Toilet troubles. The extra progesterone your body produces during pregnancy slows down the passage of food through your gastrointestinal tract, leading to constipation. This can worsen in the third trimester, when your uterus may push against your large intestine, interfering with bowel movements. Straining a lot to go to the bathroom enlarges the veins of the rectum, leading to the formation of hemorrhoids. To stay regular, eat a fiber-rich diet, stay hydrated, and exercise regularly. Stool softeners (not laxatives) may also help, but check with your doctor before taking them, or any over the counter medicine.

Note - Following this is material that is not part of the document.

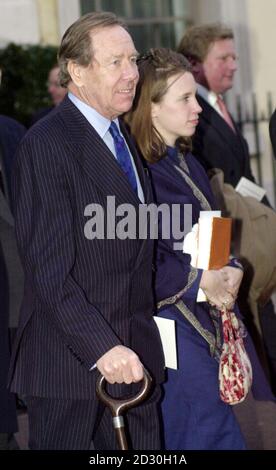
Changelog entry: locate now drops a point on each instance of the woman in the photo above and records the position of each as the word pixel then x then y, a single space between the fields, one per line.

Breast enlargement. One of the first signs of pregnancy is an increase in breast size. That first trimester growth may continue throughout your pregnancy. Pregnancy also increases your lung capacity, which may literally expand your chest. You could go up several bra sizes as your pregnancy progresses. Some women experience breast discharge starting in the middle of the second trimester. This is perfectly normal and is a sign that your body is preparing for breastfeeding.

Varicose veins. Pregnancy hormones make your veins larger to accommodate the increased amount of blood in your body. When blood pools in those veins, it can lead to varicose veins. These frequently go away after pregnancy. To help prevent them from developing in the first place, avoid standing or sitting for long periods and put your legs up when you’re seated.

Loose joints. In order to prepare your pelvis and birth canal for delivery, your body makes relaxin, a hormone that loosens the ligaments. This has the overall effect of loosening ALL your ligaments, which can affect balance and stability, especially as your center of gravity changes. This raises your risk for strains, sprains, and overstretching, especially the joints in your pelvis, lower back, and knees. Be careful when exercising or lifting things and avoid sudden, jerky movements.

Fat feet. Are your shoes starting to feel a little tight? You’re not imagining it. Your feet are “growing” for two reasons: relaxin loosens ligaments in your feet, and you are retaining extra fluid. Sandals, slides, and flip flops will be more comfortable, especially in your last trimester. Some women find that their feet remain a half size larger after birth—a perfectly good excuse to get new shoes after the baby arrives!